Petermann was one of the most controversial men who succumbed to every fascination of the (then-still undiscovered) North Pole and did everything he could to reach it. Everything but it explore himself. For Petermann was what one in Victorian England would have called an “armchair explorer”.
Petermann himself never got further north than Edinburgh. He wanted to conquer the pole his way — on paper. The cartographer, who was educated in Potsdam, was attached to the idea that there was a free, navigable and warm (!) sea around the pole. He recorded his thesis of the ice-free Arctic Ocean in numerous maps.

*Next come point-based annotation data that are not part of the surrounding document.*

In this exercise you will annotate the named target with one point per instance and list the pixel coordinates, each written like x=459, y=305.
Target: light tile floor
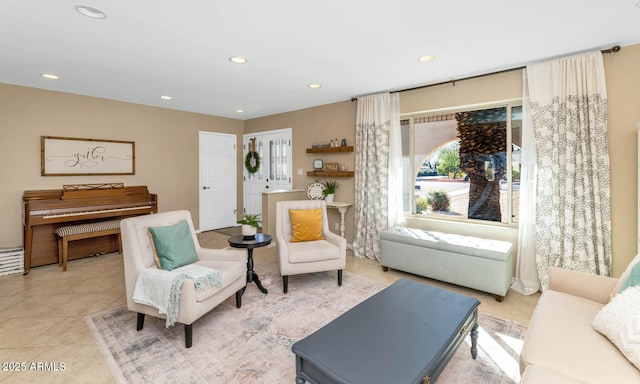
x=42, y=314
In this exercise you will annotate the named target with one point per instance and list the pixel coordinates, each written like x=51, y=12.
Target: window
x=463, y=163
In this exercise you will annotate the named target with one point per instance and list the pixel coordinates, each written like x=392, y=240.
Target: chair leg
x=239, y=298
x=188, y=335
x=140, y=323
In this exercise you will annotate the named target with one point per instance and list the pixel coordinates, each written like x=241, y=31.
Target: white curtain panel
x=568, y=103
x=376, y=117
x=526, y=280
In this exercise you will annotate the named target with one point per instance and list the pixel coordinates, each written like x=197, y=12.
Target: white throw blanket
x=161, y=289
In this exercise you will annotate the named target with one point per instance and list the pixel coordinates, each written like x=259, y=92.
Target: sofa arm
x=213, y=254
x=586, y=285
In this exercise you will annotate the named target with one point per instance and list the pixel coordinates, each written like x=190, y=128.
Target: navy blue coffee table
x=406, y=333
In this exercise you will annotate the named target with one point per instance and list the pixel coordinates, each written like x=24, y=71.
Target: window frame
x=508, y=104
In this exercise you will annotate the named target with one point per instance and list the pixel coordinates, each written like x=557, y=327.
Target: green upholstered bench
x=472, y=262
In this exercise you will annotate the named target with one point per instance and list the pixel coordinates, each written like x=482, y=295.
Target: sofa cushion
x=625, y=276
x=561, y=338
x=537, y=374
x=230, y=271
x=306, y=224
x=619, y=321
x=173, y=245
x=309, y=251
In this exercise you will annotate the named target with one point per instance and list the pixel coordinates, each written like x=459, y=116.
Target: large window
x=464, y=163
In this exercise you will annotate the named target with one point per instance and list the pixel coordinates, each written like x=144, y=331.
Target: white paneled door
x=273, y=173
x=218, y=183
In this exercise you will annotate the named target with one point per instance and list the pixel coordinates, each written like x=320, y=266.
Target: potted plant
x=250, y=223
x=330, y=187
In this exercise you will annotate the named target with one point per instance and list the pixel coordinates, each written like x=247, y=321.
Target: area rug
x=252, y=344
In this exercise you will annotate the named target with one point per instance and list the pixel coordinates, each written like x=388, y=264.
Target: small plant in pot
x=330, y=187
x=250, y=223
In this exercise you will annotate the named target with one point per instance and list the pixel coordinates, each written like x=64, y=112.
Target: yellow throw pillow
x=306, y=224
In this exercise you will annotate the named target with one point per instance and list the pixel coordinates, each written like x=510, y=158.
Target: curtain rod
x=613, y=49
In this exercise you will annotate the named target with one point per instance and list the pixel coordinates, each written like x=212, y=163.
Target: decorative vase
x=248, y=230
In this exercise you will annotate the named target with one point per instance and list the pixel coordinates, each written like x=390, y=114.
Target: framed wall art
x=71, y=156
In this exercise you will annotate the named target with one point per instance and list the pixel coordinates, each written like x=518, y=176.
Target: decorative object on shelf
x=329, y=191
x=252, y=161
x=250, y=223
x=333, y=167
x=315, y=191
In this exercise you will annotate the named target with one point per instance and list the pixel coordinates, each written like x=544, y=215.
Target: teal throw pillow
x=633, y=279
x=173, y=245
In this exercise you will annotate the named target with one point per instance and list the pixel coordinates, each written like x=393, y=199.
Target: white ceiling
x=148, y=48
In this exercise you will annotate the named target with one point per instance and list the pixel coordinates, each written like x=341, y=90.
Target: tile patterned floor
x=41, y=314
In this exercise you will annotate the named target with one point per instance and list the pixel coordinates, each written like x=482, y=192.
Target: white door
x=218, y=188
x=273, y=173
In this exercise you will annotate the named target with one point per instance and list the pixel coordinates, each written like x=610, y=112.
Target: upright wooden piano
x=47, y=210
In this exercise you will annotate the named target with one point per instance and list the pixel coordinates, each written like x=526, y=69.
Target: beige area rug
x=253, y=344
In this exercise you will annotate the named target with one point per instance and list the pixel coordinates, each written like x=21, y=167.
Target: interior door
x=218, y=186
x=274, y=172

“It is a well known fact,” Petermann wrote brashly in a letter to the Admiralty, “that in the north of the Siberian coast there is a sea which is open in all seasons, there is no doubt that an equal open sea exists also on the American side, it is very probable that these two open seas form a great navigable Arctic Ocean.”

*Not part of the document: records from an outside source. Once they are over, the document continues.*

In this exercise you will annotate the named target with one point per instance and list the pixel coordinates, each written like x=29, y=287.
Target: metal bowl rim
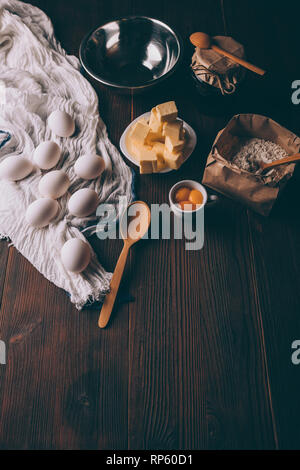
x=147, y=84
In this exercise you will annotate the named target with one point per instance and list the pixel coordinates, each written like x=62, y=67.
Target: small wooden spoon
x=204, y=41
x=134, y=225
x=282, y=161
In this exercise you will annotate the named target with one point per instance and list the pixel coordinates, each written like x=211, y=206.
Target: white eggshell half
x=41, y=212
x=47, y=155
x=54, y=184
x=61, y=123
x=75, y=255
x=15, y=168
x=83, y=203
x=89, y=167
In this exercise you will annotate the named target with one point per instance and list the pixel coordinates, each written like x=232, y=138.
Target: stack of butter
x=158, y=144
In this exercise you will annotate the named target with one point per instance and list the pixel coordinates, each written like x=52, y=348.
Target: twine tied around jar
x=225, y=85
x=216, y=70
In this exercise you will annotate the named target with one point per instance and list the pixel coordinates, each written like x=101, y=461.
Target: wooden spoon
x=134, y=224
x=282, y=161
x=204, y=41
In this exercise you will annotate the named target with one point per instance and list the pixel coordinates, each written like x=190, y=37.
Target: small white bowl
x=188, y=184
x=190, y=138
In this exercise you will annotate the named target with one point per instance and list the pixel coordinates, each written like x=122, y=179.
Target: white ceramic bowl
x=188, y=184
x=190, y=136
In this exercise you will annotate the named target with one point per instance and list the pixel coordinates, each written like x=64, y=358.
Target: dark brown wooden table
x=202, y=357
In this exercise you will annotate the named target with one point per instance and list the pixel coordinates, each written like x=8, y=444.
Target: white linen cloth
x=36, y=78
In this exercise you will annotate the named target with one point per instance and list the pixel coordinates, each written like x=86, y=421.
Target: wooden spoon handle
x=236, y=59
x=114, y=287
x=282, y=161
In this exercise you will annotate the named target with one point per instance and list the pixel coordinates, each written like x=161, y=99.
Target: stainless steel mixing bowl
x=131, y=54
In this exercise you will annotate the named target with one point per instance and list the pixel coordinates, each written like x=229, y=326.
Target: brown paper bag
x=256, y=191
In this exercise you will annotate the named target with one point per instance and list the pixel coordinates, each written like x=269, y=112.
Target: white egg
x=61, y=123
x=47, y=155
x=54, y=184
x=83, y=203
x=41, y=212
x=89, y=167
x=75, y=255
x=15, y=168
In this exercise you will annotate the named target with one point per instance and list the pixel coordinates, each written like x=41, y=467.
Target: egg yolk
x=182, y=194
x=195, y=197
x=187, y=206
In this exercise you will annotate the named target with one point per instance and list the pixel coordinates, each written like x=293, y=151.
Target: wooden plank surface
x=201, y=359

This wild idea was not born in Petermann’s head. Long before him, the ancient Greeks cultivated the idea of a mild land behind the cold northern winds, calling it Hyperborea. Mary Shelley’s Gothic novel, Frankenstein, also described the North Pole as “a calm sea and a land surpassing in wonder and beauty any inhabited part of the earth”.
Petermann was too much of a scientist to believe in myths or fairy tales. Instead, he preferred to base his thesis on the ideas of Baltic naturalist Ferdinand Baron von Wrangel, who explored the Siberian coasts on behalf of the tsar around 1820 and claimed to have sighted a large open water area beyond the mainland that he called Polynia.

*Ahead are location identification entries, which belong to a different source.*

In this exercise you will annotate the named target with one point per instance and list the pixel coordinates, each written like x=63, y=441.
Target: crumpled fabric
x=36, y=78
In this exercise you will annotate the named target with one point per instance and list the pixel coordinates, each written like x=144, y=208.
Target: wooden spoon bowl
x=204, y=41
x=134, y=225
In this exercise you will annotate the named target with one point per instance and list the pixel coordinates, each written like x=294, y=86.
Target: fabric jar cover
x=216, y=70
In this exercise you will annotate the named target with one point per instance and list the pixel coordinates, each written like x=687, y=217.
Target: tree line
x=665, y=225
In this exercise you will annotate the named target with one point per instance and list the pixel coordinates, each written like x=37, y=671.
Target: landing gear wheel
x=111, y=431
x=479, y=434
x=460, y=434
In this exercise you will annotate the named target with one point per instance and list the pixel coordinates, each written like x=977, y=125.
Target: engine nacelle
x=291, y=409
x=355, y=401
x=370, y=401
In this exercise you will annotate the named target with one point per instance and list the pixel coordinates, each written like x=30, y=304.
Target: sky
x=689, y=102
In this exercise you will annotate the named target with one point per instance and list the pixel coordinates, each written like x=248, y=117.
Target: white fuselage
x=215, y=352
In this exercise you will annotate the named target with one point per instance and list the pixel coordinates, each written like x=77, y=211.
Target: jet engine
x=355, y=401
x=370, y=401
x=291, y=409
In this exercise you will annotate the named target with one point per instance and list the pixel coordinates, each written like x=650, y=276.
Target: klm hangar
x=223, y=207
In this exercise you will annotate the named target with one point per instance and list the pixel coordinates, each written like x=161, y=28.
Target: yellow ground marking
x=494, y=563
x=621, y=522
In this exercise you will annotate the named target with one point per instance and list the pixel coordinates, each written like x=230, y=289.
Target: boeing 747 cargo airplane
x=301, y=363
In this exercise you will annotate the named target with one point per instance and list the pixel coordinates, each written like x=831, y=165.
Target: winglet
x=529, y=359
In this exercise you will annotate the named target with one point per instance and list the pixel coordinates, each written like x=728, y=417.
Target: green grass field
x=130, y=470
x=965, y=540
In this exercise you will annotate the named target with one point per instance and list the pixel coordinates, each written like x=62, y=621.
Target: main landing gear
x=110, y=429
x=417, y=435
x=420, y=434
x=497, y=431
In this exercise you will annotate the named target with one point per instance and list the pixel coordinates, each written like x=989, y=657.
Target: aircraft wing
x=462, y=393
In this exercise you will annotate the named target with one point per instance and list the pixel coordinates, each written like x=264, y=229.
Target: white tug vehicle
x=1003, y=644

Tactically astute, Petermann moved his residence to London, the navel of the world of maps, in 1847. In the elegant, elite circle of the National Geographic Society, he swirled with his idea for years and, from 1852, was even allowed to hope that a stroke of bad luck might lead to his fortune: for seven years, all of England had been anxious about the missing North Pole explorer Sir John Franklin.
Petermann cherished the hope that in the search for Franklin, his open and warm polar sea would also be found at once. After all, at the height of Franklin fever, there were 15 rescue teams in the Arctic ice.
Neither Franklin nor Petermann’s warm northern sea were found. Completely frustrated, Petermann, who had once been chosen as Queen Victoria’s geographer, left England and moved to Gotha, in Thuringia.
Still inspired by his theory, he founded a journal here and continued to campaign for his earthly paradise, the pole. Petermann must have had a lot of charisma and power of words, because, based on his explanations, two North Pole expeditions were equipped in Frankfurt starting in 1868.
Captain Carl Koldewey set sail with Petermann’s instructions on the Grönland for Norway with the North Pole as his destination. And failed. It was to be another 39 years before the icy top of the world, the North Pole, was reached for the first time, on April 6, 1909, by Robert E Peary. This is how it is written in today’s historiography, but neither the date nor the discoverer are verified. What is certain, however, is that Petermann shot himself in his garden in 1878.